YASANIN HUKUKSAL BOYUTU
• Zirvenin konuşmacılarından biri olan Yeditepe Üniversitesi Hukuk Fakültesi’nden Prof. Dr. Can Tuncay, “İş sözleşmesinin feshi, iş güvencesi ve toplu fesih” konusunu katılımcılar ile paylaşan isim oldu. Yeni kanunun pek çok yeniliğin yanı sıra tartışmalı bazı konuları da gündeme getirdiğini belirten Tuncay, yeni kanunun 17’nci maddesinin belirsiz süreli yapılan bir iş sözleşmesinin nasıl feshedileceğini düzenlediğini belirtti. Kanunun en yeni ve tartışmalı kısmının; feshin geçerli sebebe dayandırılmasını içeren 18’inci madde olduğunu dile getiren Tuncay, bu konuyla ilgili bilgileri de katılımcılarla paylaştı.

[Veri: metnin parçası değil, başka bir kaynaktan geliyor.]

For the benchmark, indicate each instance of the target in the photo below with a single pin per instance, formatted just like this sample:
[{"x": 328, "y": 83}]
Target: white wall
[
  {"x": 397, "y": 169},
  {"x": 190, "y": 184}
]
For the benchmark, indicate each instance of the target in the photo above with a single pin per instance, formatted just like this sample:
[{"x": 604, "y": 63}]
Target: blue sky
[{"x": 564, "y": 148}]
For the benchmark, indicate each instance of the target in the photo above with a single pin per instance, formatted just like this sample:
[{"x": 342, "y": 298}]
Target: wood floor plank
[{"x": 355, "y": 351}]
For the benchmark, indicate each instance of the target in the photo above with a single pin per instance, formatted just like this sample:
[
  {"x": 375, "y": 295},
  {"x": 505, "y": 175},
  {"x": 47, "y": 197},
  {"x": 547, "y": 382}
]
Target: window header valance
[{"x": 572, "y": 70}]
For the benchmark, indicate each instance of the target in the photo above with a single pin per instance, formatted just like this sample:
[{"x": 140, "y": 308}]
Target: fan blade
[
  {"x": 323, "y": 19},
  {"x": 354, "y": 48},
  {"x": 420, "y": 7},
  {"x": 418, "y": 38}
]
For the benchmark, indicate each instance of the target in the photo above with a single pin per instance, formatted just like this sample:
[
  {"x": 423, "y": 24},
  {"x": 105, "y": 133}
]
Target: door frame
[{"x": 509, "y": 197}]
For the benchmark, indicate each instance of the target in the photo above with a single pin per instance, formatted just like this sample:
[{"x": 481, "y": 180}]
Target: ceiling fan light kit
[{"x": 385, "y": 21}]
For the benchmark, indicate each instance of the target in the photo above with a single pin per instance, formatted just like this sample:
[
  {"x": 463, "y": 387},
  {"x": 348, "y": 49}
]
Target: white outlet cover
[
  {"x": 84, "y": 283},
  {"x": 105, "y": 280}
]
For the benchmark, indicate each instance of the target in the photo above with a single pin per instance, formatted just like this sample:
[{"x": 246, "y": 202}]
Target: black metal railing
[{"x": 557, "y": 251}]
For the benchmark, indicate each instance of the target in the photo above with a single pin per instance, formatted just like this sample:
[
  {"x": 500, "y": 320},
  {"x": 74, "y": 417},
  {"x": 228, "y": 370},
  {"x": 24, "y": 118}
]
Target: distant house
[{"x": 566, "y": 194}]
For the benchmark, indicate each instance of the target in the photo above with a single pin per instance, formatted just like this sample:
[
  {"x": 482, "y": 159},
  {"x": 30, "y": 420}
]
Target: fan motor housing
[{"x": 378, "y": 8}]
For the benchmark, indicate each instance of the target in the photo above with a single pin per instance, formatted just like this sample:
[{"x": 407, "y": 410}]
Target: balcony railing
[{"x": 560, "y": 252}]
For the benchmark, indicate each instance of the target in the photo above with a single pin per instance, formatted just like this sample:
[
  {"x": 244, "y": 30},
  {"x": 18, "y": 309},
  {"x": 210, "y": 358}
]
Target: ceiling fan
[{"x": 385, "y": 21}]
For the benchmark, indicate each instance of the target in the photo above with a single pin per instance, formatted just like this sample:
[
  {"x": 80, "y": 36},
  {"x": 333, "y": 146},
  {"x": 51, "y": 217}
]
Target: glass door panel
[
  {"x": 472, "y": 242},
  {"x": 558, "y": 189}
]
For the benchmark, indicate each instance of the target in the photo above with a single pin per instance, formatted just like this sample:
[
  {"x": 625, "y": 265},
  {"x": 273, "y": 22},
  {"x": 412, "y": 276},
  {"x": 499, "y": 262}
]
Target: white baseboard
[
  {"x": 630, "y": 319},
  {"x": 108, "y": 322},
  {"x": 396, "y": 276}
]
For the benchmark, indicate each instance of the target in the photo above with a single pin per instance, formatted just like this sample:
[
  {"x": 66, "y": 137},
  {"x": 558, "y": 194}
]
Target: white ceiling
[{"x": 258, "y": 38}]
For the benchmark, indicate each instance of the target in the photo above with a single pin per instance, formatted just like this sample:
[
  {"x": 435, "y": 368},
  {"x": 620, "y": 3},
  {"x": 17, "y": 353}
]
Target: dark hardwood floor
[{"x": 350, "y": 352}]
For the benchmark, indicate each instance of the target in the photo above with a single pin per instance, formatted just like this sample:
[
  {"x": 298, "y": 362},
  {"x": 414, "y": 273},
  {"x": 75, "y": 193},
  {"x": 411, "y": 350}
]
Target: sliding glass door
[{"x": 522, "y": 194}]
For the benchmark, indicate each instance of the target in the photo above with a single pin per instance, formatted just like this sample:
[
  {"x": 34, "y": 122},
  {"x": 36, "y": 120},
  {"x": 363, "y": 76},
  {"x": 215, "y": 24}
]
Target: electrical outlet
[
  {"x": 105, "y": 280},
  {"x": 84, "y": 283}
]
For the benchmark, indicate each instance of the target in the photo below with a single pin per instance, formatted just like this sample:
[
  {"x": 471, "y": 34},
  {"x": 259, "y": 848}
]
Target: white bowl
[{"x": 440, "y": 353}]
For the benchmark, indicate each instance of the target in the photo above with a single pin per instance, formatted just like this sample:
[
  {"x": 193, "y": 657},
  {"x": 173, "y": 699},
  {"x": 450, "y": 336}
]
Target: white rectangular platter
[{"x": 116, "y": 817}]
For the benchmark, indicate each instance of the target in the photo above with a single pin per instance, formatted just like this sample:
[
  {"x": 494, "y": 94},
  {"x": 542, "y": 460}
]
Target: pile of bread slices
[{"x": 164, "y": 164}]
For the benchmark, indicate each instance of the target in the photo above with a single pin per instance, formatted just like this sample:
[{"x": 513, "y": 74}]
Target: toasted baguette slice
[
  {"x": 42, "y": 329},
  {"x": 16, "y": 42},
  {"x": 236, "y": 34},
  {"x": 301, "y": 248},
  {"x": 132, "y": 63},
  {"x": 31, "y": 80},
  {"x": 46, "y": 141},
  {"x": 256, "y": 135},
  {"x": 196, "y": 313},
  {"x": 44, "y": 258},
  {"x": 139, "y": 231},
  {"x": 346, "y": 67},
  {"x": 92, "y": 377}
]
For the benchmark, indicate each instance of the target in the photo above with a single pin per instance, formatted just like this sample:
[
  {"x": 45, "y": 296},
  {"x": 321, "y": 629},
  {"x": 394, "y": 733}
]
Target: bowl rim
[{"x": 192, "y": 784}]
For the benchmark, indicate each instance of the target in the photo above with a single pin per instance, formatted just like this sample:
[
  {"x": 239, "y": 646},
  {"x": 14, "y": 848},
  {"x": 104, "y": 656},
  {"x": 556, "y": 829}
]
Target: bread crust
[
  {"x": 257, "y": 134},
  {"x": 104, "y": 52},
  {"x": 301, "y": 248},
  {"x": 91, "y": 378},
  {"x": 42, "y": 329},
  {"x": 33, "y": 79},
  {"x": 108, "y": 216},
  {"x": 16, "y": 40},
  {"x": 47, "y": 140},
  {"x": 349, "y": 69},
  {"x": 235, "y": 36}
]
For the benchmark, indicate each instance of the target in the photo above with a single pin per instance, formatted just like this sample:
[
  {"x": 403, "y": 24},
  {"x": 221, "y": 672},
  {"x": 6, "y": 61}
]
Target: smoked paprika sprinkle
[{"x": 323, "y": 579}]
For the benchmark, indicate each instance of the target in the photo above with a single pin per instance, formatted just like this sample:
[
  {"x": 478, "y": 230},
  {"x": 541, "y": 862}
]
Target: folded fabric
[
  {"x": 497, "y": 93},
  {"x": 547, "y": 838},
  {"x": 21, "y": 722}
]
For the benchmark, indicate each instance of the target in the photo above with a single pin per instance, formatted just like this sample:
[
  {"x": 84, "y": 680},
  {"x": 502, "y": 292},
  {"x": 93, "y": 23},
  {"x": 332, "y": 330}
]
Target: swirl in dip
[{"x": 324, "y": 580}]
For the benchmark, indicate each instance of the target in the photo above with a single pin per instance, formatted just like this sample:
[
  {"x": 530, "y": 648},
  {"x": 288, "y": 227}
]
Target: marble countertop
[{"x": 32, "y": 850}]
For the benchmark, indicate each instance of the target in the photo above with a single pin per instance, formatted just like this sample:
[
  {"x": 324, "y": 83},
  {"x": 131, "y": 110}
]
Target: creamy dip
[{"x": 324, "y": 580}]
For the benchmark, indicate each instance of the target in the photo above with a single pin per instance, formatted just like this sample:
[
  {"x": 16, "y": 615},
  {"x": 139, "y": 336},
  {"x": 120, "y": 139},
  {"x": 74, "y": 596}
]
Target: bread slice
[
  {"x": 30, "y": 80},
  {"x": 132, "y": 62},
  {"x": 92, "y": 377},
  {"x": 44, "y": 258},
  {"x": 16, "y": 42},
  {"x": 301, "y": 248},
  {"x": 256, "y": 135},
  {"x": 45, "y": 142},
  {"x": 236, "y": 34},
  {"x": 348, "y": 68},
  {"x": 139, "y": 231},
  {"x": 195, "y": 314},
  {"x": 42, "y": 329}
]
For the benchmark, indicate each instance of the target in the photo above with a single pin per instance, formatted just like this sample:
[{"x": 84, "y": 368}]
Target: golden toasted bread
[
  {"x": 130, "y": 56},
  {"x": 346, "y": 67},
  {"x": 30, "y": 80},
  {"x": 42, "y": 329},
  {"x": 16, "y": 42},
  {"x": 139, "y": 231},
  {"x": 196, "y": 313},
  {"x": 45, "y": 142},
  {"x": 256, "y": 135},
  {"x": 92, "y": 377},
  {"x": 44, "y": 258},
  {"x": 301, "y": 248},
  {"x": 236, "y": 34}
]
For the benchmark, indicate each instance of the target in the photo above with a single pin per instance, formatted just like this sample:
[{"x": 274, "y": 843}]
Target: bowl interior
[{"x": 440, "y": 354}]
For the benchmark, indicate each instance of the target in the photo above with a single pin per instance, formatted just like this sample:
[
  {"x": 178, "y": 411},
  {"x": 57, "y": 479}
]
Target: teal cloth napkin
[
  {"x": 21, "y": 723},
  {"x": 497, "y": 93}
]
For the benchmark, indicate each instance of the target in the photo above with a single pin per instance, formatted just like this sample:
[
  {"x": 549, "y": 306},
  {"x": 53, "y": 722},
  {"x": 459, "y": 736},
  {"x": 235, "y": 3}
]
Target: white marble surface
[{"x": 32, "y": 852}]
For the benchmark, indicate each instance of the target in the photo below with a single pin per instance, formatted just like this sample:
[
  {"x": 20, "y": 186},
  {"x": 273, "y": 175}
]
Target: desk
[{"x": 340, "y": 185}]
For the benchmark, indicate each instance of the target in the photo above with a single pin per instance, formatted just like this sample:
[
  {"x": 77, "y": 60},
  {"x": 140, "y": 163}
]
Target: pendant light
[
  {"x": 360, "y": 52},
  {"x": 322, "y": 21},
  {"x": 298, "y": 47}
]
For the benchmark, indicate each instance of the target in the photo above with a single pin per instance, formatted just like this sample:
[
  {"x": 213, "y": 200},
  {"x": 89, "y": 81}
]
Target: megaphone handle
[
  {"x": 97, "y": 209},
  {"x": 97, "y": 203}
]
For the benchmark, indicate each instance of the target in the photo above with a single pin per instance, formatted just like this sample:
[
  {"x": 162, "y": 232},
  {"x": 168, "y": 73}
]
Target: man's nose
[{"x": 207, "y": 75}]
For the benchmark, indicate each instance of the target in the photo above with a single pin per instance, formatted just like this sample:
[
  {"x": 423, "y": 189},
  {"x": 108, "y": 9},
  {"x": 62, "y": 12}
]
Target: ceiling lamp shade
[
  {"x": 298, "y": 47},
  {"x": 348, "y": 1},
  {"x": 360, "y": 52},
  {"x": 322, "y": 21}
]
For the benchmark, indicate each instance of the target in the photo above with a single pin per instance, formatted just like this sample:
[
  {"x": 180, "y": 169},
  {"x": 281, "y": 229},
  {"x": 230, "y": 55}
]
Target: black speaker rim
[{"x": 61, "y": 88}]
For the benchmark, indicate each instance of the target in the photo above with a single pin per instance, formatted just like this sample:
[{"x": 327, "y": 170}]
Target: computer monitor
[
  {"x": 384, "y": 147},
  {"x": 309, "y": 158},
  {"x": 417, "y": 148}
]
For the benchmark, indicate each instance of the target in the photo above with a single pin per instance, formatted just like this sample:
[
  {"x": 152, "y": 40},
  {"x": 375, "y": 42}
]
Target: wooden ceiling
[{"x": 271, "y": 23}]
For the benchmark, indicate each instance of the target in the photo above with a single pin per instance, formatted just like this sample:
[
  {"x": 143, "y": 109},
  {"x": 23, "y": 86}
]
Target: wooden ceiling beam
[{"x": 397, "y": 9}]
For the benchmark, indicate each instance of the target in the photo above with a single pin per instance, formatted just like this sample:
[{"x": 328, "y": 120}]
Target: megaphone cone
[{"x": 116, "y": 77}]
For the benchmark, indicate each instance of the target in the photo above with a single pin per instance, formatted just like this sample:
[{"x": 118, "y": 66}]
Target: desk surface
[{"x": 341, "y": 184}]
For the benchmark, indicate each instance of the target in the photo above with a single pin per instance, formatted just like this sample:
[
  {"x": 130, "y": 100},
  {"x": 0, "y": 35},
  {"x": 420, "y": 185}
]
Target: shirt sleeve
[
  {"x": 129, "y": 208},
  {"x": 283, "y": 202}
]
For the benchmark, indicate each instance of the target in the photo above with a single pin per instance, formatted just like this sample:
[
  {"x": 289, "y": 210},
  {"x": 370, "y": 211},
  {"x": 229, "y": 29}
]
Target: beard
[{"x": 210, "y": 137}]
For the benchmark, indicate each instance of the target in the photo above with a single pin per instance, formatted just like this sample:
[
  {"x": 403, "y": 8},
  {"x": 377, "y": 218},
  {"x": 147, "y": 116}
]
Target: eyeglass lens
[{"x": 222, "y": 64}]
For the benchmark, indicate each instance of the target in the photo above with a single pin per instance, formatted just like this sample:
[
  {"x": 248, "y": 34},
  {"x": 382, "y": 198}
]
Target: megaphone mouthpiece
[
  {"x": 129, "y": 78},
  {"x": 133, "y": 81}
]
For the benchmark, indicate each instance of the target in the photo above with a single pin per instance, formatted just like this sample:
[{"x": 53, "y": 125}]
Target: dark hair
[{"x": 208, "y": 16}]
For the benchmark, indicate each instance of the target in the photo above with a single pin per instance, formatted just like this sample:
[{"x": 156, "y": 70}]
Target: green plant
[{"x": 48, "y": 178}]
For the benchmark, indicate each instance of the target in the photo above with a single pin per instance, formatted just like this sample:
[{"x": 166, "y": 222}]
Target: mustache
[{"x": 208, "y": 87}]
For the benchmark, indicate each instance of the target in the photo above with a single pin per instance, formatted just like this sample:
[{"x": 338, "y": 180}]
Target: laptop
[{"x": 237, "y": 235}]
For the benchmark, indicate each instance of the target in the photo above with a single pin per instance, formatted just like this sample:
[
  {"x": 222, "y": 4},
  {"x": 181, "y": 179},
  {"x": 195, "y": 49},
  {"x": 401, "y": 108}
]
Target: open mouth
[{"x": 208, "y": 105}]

• İstanbul Üniversitesi Hukuk Fakültesi’nden Doçent Dr. Ömer Ekmekçi zirvede; işin düzenlenmesi, çalışma süreleri ve esnek uygulamalar gibi konulara değindi. Günlük fazla çalışma süresinin kanunda yer almadığını belirten Ekmekçi, işçinin fazla çalışması karşılığında serbest zamanını 6 ay içinde kullanması gerektiğini, ancak bunu kullanamazsa ne olacağının net olmadığını dile getirdi.
• Zirvenin bir diğer konuşmacısı olan Galatasaray Üniversitesi’nden Yardımcı Doçent Dr. Murat Engin, çalışma hayatında üçlü ilişkiler (asıl işveren, alt işveren / ödünç / geçici) iş ilişkisi, yeni sözleşme türleri konusuna değindi. Geçici iş ilişkinin 6 ay ile sınırlı olduğuna ve en fazla iki kere yenilenebileceğine dikkat çeken Engin, bu sürenin sonunda geçici ilişkinin kendiliğinden sona erdiğini ve devam etmesi durumunda çalışanın asli ve sürekli çalışan haline geldiğini dile getirdi. Geçici işçinin, çalıştığı süre boyunca esas olarak her üç taraf arasında kararlaştırılan ücreti alacağını belirten Engin, buna karşın 18 ayın sona ermesinden sonra yeni bir hizmet akdinin yapılması gerektiğini belirtti. Yeni kanundaki en önemli değişikliklerden birinin; alt işverenliğin hangi durumda yapılacağının yanıtlanması olduğunu söyleyen Engin, bunun “yardımcı işlerde” ve “asıl işlerin teknolojik nedenlerle uzmanlık gerektiren bir bölümünde” yapılabileceğini vurguladı. Yardımcı faaliyetleri; yemek ya da toplu taşıma gibi, asli ve sürekli faaliyetleri destekleyen yardımcı faaliyetler olduğunu dile getiren Engin, asıl işin bir bölümünde bir başka uzmanlık konusunun ortaya çıkmasıyla da alt işverenin kullanılabileceğini belirtti.
• Zirvede, yasanın hukuksal boyutuna değinen bir başka isim ise İstanbul Üniversitesi Hukuk Fakültesi’nden Yardımcı Doçent Dr. Gülsevil Alpagut oldu. “Ücret, ücretli tatiller, yıllık ücretli izinler, ücret güvenceleri ne olacak?” sorusunun yanıtını katılımcılar ile paylaşan Alpagut; ücretin ödeme şekli, işverenin ücret aczine düşmesi ve ücretin gününde ödenmemesi gibi konulara değinerek yasanın getirdiği yenilikleri katılımcılar ile paylaştı.